Nach einem kurzen Wortwechsel entscheidet sich schließlich Buddha das 
Rad der Lehre in Bewegung zu setzen. Die Ausschmückung ist einfach ein 
Stück typisch indische Tradition. Aber das Wesentliche ist Buddhas 
Entscheidung. Hätte er sich für das Nirvana entschieden, gäbe es keinen 
Buddhismus.

Und was Deine Aussage betrifft: "/Mit Ich-Auflösung habe ich nun 
wirklich kein Problem, wohl aber mit der Auflösung der geschichtlichen 
Erfahrungsgehalte, die wir als Ich machen./" Der Buddha sagt, es gibt 
die Erfahrungen, die Wahrnehmungen, die Sinneseindrücke - alles Elemente 
der Erscheinungswelt - aber es gibt kein Ich, welches diese Erfahrungen 
etc. macht oder hat.

Schließlich sprichst Du davon, wie Du Dir das Nirvana vorstellen oder 
nicht vorstellen kannst. Auch dazu sagen wahre buddhistische Meister, 
etwa der alte Chinese Huang-Bo Hsi-Yün (die Schreibweise des Namens mag 
nicht ganz richtig sein ?): "Wenn Du irgendeine Vorstellung davon hast 
... , dann liegst Du falsch. Dessen kannst Du Dir sicher sein."

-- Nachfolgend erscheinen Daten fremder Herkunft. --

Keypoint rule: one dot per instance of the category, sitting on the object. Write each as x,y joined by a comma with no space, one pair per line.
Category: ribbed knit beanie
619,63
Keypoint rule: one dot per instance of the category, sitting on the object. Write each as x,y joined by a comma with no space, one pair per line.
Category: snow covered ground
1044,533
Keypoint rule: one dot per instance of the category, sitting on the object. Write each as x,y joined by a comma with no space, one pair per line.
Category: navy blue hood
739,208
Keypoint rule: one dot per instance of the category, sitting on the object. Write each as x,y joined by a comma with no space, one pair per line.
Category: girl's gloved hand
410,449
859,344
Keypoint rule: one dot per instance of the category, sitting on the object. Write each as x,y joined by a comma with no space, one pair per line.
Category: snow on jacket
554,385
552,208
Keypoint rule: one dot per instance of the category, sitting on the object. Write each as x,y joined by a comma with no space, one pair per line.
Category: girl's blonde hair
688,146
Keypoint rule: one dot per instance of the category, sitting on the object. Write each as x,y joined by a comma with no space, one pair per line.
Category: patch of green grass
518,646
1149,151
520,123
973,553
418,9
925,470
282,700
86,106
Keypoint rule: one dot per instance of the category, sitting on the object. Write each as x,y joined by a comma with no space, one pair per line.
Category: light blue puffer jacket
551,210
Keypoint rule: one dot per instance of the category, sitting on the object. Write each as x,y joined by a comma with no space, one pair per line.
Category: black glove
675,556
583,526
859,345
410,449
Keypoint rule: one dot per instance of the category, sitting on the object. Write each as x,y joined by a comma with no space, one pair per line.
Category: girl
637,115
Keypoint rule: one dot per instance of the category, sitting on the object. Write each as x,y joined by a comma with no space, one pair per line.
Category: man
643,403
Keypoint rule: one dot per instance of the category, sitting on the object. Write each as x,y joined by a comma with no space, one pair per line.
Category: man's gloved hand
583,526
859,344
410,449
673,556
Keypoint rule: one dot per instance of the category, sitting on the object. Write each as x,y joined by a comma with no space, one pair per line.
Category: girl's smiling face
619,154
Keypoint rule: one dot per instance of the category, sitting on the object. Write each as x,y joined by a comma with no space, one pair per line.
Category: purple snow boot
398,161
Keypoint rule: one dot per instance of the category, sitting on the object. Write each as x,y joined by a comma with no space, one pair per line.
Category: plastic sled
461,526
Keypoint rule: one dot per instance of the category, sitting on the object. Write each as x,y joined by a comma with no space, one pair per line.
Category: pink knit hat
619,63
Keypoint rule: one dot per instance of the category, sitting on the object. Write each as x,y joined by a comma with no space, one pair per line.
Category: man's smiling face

Du erwähnst, daß Du über einen modifizierten Kausalitätsbegriff 
nachdenkst und machst Andeutungen, daß es da um den emotionalen Gehalt 
geht. Der Ausdruck "emotionaler Gehalt" scheint mir nicht ganz treffend, 
aber ich finde jetzt auch keine bessere Bezeichnung. Ich habe aber den 
Eindruck, daß Du damit ganz nahe am Karma manövierst. Dabei will ich 
gleich darauf hinweisen, daß der buddhistische Karma-Begriff durchaus 
ohne das Ego gedacht ist.

Zu Deinem Thema: tote Arbeit

Ebenso, wie es tote und lebendige Arbeit gibt (dabei ist der 
Arbeitsbegriff grundsätzlich noch zu klären, denn er hat sich im Laufe 
der Geschichte geradezu in sein Gegenteil verkehrt), gibt es auch toten 
und lebendigen Geist. Und sicher ist auch die Antwort auf die Frage 
interessant, warum Menschen oft die tote Form der lebendigen vorziehen. 
Dabei halte ich die Freudsche Spekulation über einen Todestrieb für 
einen symptomatischen Irrtum. Für mich ist es ziemlich sicher, daß das 
mit dem Herrschaftsparadigma zusammenhängt. Tote Arbeit und toter Geist 
läßt sich relativ leicht beherrschen oder kontrollieren; lebendige 
Arbeit ist schwer beherrschbar, lebendiger Geist überhaupt nicht. Es ist 
deshalb kein Zufall, daß sich in Herrschaftsgesellschaften die großen 
Religionen auf niedergeschriebene Texte, auf "heilige Bücher" gründen. 
Und es ist auch kein Zufall, daß sowohl Buddha wie Jesus selbst keine 
schriftlichen Aufzeichnungen hinterlassen haben.

Ich wollte noch ausführlicher schreiben, aber bei mit hat sich gerade 
eine kleine Katastrophe ereignet; meine alte Heizung hat eigenmächtig 
ihr aktives Dasein beendet und ich muß dringend Abhilfe schaffen.

Also bis demnächst mit einem herzlichen Gruß.